Highlight B: Celtic heritage
Artist Wim Tap is known for his work built from rocks from various quarries in Europe, such as Brittany and the Ardennes. The base for this collection of stone structures is constructed from granite from Breton. Tap’s intention with this sculptural artwork was to inspire a sense of its Celtic heritage, and bring the organic shapes of nature into the city. Tap’s motto is ‘Natura Artis Magistra’: nature as the teacher of art. This a guiding principle that Tap believes extends to life too, especially as our climate crisis becomes increasingly pressing: ‘we must all realize again what we are destroying’.
Highlight C: Tasting Room ‘t Nieuwe Diep
You’re not a real Amsterdammer until you’ve tried some of the finest jenever from the Distilleerderij ‘t Nieuwe Diep! It might feel a little off the beaten track, but the trip, especially in the summer months, is an absolute must for all Dutch city dwellers.

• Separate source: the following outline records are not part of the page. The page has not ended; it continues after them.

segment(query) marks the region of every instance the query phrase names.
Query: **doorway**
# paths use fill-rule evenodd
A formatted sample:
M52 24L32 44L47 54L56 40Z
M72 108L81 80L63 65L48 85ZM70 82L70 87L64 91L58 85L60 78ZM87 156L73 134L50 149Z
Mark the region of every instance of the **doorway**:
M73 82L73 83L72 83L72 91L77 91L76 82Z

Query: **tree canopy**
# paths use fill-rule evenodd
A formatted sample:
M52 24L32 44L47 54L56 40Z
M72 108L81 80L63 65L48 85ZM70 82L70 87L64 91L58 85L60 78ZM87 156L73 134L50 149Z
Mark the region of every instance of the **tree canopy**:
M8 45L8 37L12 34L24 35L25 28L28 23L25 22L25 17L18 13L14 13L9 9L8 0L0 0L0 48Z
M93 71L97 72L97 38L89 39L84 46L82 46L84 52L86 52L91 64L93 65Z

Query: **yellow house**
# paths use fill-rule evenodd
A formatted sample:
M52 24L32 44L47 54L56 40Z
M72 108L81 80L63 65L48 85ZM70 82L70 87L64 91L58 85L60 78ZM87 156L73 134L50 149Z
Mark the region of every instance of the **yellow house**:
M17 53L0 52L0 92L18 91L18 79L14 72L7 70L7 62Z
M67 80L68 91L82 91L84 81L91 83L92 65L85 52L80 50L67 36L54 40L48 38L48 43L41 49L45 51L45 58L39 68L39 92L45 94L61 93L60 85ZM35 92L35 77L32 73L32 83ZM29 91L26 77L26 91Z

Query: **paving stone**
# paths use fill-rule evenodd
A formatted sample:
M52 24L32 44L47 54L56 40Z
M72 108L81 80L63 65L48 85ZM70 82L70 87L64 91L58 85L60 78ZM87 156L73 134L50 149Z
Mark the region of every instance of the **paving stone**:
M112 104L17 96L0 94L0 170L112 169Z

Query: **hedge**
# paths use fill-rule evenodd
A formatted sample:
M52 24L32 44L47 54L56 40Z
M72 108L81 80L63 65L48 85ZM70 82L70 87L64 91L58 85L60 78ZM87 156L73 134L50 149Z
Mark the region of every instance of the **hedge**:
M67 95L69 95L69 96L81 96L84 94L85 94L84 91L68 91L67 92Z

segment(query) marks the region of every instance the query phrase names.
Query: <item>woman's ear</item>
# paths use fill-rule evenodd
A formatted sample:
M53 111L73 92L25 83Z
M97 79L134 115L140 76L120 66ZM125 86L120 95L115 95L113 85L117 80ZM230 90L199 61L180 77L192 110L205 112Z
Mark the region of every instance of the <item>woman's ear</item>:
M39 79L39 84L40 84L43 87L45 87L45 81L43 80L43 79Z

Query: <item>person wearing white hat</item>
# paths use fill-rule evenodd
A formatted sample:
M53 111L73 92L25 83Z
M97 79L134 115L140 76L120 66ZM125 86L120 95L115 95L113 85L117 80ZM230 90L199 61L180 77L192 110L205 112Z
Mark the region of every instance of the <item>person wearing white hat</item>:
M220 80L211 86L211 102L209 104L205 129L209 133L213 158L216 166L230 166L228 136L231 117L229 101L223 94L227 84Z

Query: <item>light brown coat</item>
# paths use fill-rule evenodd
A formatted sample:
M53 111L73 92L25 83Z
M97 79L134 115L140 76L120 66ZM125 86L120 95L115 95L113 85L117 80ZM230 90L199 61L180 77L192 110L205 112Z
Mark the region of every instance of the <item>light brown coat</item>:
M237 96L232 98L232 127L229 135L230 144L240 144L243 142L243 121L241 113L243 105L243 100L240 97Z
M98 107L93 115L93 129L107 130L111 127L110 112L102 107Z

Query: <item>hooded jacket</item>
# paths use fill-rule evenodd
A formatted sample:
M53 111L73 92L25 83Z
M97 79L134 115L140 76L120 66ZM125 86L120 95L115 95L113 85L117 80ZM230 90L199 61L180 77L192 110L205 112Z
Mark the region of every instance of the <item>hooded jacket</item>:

Housed in a former water pumping station that drained the area’s waterlogged land during the early 20th century, this unique lakeside distillery produces a wide range of jenever blends. Find a spot on the quaint bank and enjoy your poison of choice. Proost!
Highlight D: Angsty Rabbit
Each year, Appelsap hosts a hip-hop festival in Flevopark. Its organizers, in recognition of the relatively little space and funding for visual art in Amsterdam’s public spaces, raised money, alongside the Mondriaan Fund and WeTransfer, for Piet Parra’s sculpture that stands before you! As an artist with strong links to Amsterdam’s hip-hop, art and fashion scene, Parra was an obvious choice for Applesap. During the festival’s 18th edition, this 3 meter high statue was erected, and has since remained following the success of a local petition. The Anxious Rabbit is said to be a representation of youth and street culture. Its production was quite a feat: four people worked on the 400kg sculpture for six weeks!
Highlight E: Science park
Welcome to Amsterdam’s Science Park, one of four campuses of the University of Amsterdam. Though the cluster of buildings and waterways may initially look unremarkable, the opposite is true. Covering a space of 70 hectares, Amsterdam’s science park is one of Europe’s largest concentrated areas for research, education and start ups. It is a hub for curiosity, progress and innovation, home to the best minds and pioneers in science since the 20th century, and with a rich history of connecting academic institutions with research programs and emerging companies. The land it stands on, Watergraafsmeer, is itself a reminder of Dutch ingenuity: the area was reclaimed in 1629!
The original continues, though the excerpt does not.